The no-arbitrage condition FX forward rate can be calculated as:

F_{0}(T) = S_{0} e^{(rf-rd)T}

**Instructors Note**: Foreign exchange is a special case in which the cost of carry is the interest rate differential between the foreign and domestic risk-free rates (r_{f} – r_{d}).

Exhibit 9 from the curriculum illustrates the relationship between FX Forward and spot rates.

**Example:**

(*This is Knowledge check example 4 from the curriculum.*)

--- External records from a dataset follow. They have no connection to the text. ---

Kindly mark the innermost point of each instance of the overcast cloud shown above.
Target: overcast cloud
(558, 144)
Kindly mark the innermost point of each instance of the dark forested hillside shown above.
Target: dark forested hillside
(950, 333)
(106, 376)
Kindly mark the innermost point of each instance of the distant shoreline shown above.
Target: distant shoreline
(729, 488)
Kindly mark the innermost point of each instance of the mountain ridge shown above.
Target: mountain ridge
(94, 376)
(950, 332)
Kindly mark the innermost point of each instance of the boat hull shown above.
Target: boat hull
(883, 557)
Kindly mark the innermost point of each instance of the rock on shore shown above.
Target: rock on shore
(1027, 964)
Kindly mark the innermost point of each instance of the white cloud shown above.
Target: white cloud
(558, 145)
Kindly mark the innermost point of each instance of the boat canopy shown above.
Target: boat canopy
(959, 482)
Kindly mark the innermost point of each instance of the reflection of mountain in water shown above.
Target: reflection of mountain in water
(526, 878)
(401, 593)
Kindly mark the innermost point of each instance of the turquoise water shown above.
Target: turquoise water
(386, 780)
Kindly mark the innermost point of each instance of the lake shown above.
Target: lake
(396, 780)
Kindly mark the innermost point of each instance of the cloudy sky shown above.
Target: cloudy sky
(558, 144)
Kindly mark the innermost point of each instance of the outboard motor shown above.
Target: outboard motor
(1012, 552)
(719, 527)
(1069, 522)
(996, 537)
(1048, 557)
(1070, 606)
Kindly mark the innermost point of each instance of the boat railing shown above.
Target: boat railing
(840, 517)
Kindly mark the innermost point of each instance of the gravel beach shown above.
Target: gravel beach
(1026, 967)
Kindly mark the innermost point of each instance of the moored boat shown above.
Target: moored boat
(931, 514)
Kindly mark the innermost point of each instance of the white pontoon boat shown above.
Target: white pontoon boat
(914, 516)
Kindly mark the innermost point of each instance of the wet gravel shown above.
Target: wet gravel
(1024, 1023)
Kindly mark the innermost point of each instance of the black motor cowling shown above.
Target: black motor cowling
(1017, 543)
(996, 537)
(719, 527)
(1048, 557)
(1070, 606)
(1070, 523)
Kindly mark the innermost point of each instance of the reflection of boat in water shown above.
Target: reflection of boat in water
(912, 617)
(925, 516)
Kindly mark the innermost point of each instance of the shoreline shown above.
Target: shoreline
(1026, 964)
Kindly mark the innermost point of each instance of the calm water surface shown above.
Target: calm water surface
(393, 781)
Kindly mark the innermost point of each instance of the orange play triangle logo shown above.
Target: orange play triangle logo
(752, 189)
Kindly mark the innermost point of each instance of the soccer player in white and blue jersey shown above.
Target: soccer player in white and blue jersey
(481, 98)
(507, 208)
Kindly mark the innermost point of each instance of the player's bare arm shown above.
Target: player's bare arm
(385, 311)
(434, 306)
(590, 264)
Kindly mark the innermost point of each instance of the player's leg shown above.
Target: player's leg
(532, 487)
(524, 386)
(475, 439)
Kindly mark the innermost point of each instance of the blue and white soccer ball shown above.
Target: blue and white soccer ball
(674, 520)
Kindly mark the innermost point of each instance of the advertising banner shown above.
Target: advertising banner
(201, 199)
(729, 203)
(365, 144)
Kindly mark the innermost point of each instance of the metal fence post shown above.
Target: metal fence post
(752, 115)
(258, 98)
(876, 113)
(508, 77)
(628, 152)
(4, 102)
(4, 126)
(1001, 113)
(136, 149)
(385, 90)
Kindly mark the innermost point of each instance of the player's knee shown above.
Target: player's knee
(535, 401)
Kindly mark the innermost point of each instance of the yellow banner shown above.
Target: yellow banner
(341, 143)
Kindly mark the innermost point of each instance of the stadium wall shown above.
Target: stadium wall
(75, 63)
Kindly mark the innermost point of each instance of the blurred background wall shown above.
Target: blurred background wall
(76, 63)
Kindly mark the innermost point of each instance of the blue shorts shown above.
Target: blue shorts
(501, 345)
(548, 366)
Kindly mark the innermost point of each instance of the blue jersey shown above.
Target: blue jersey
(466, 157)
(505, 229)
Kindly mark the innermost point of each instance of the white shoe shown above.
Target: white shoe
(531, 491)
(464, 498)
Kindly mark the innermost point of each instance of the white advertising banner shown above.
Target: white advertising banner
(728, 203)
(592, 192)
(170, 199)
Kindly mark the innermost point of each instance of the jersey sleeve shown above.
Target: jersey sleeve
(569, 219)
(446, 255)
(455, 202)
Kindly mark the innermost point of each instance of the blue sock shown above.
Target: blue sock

An analyst observes that the current spot MXN/USD exchange rate is 19.50, the Mexican peso six-month risk-free rate is 4%, and the six-month US dollar risk free rate is 0.25%. Describe the relationship between the MXN/USD spot and six-month forward rate.

**Solution**:

The interest rate differential (rf – rd) > 0 calculates as (4% – 0.25% = 3.75%). Therefore, we can expect the forward rate to be higher than the spot rate.

The forward rate can be calculated as:

F_{0}(T) = S_{0} e^{(rf-rd)T}

F_{0}(T) = 19.50 e^{(4%–0.25%)0.5} = 19.8691

**Convenience Yield**

Convenience yield refers to a non-cash benefit of holding a physical commodity versus a derivative. Sometimes economic conditions may arise that cause market participants to prefer to own physical commodities. For example, if crude oil inventories are very low, refineries may bid up the spot oil price so that forward prices do not fully reflect storage costs and interest rates.